2. Prepare for plenty of fika in between meetings. Swedes consume more coffee per capita than anyone else in the world. However, despite their perceived environmentally friendly posture, it is worth knowing that only a very few trendy hipsters in the neighborhood of SoFo actually care if the coffee is fair trade. 

If you do get to glimpse some fair-trade-coffee-drinking-second-hand-shopping environmentalists, do not be baffled when you see them all wearing Converse sneakers. This is normal. Swedes are obsessed with American chucks. Obsessed even though they run at an average price of 120 USD (compared to 25 USD in your home country.) There's a trade issue (read: opportunity) for you to discuss.

3. Swedes love to jympa, i.e. exercise. After some small talk about the Swedish weather (Swedes' favorite subject to discuss), someone will likely ask about your or Michelle’s workout routine (Swedes' second favorite subject). After comparing your split times in the 10K, the subject of obesity and diabetes will likely be addressed. Since obesity and diabetes is the biggest national security threat to American citizens, take the opportunity to learn what Swedish policymakers have done to tackle obesity, diabetes and cardiovascular diseases in Sweden. And don’t smoke while doing so.

4. Zlatan Ibrahimovic is God.  (He plays soccer.)

5. During the fika breaks, ask about traditions during Swedish crayfish parties. Most representatives from the Swedish delegation will likely share how they celebrated one of their favorite holidays. Also, feel free to ask why Sweden has become the largest consumer of the cheaper, frozen, environmentally unsound Chinese crayfish rather than organically grown Louisiana Crayfish.  (Read: another opportunity.)

Trivialities aside, there are also three foreign policy issues that you and your staff will not need to prepare for:

1. Do not worry about defending your drone policy, targeted killings or even the so-called signature strikes. Swedes have not taken a clear stand on this issue. Even though Sweden is a strong supporter of international law, Sweden is a “neutral” country that tends to get uncomfortable during discussions like the War on Terror.

2. Guantanamo will be a non-topic. While Swedes dislike Guantanamo as much as Swedes dislike a neighbor who doesn’t recycle, this is a topic that will not be brought to the Ikea table. If it is, just ask if Sweden could accept a handful of the prisoners. Such a counter-question will likely lead to another fika break, because taking a stance on such a question would be political suicide for any Swedish politician.

3. Military cooperation is a special interest. Since the Swedish Armed Forces have been labeled as a “special interest,” you will not likely get to chat about opportunities for co-operation between our armed forces in peacekeeping missions. Even though the Swedish Armed Forces have one of the best reputations in the world, the Swedish delegation will steer you away from this “special interest topic” to discuss matters of trade instead.
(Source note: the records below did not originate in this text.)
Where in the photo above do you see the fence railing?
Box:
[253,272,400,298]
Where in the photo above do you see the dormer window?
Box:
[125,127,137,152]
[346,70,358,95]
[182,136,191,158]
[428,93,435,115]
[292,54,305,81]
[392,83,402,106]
As Jan Joel Andersson, a researcher at the Swedish Institute of International Affairs, has argued, under the Obama administration and Sweden's current center-right government, U.S.-Swedish relations have reached an all-time high, with common views on "free trade, openness and quest for democracy in the world." And while Sweden punches above its weight in the foreign policy arena, you, Mr. President, will very likely be met with lightweight topics during your talks.

Gregor is a political science Ph.D. candidate at the City University of New York and desk officer at the Swedish Armed Forces’ International Department. All comments are her own.